Zhijie Wang received his B.S., M.S and Ph.D. degrees from College of Information Science and Technology, Donghua University, Shanghai, China, in 1991, 1994 and 1997, respectively. He did his Post Doc from the University of Tokyo, Tokyo, Japan in 2002. He is currently a Professor with the College of Information Science and Technology, Donghua University, Shanghai, China.
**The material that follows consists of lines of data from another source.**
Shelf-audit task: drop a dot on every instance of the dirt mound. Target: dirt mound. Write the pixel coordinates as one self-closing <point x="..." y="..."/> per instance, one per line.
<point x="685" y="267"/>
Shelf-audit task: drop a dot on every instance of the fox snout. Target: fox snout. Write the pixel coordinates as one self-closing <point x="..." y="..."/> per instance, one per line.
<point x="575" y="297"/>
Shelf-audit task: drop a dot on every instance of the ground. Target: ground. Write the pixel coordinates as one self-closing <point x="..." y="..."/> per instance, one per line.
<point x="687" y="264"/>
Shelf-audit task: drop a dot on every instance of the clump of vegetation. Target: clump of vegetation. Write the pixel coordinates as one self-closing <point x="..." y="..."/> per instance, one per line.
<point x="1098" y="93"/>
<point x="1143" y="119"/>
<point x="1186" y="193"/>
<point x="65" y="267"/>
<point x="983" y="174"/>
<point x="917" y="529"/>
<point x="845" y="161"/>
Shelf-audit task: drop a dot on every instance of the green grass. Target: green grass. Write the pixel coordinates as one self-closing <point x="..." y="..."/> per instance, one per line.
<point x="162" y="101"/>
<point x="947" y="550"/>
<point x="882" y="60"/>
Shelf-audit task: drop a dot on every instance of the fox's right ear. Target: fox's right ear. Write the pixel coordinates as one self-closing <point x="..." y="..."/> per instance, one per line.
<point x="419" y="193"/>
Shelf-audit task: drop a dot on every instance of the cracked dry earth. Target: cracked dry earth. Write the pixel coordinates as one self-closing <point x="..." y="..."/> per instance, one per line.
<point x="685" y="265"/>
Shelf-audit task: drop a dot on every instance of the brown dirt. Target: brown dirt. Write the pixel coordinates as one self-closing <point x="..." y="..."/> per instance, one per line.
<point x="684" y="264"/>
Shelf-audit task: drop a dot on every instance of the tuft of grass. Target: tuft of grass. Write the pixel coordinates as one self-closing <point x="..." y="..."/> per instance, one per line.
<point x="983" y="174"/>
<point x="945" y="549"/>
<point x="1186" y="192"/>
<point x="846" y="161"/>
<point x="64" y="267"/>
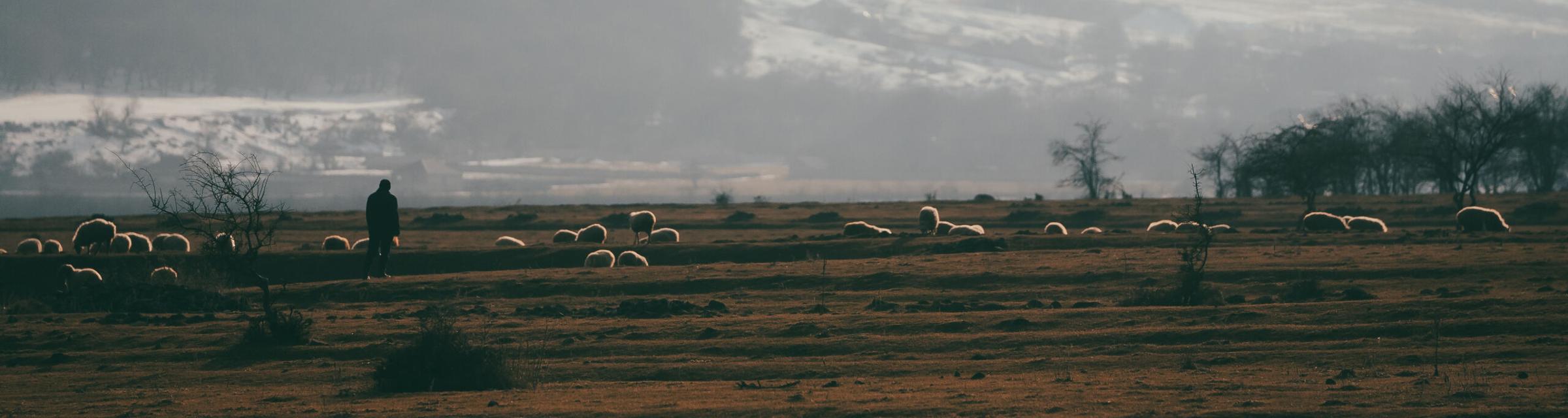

His main research interests are computational neuroscience, neural network, and deep learning.
Fang Han received her B.S. and M.S. degrees from Beijing Jiaotong University, Beijing, China, in 2003 and 2006, respectively, and the Ph.D. degree from Beihang University, Beijing, China, in 2009. She visited Aberdeen University, Aberdeen, UK for one year as a visiting PhD student in 2008 and New York University, New York, USA as a visiting scholar for one year in 2016, respectively. She is currently an Associate Professor with the College of Information Science and Technology, Donghua University, Shanghai, China. Her main research interests are computational neuroscience and deep learning.
Guangxiao Song received the M.S. degree in Computer Science and Technology from Yangtze University, China, in 2016. Since September 2016, he has been a PhD candidate in information science and technology at Donghua University, China. His research interests include deep learning and music information retrieval.
Shenyi Ding received the B.S. degree from College of Information Science and Technology, Donghua University. Since September 2015, he take a successive postgraduate and doctoral program in information science and technology at Donghua University, China. His research interests include deep learning and dynamic system modeling and control.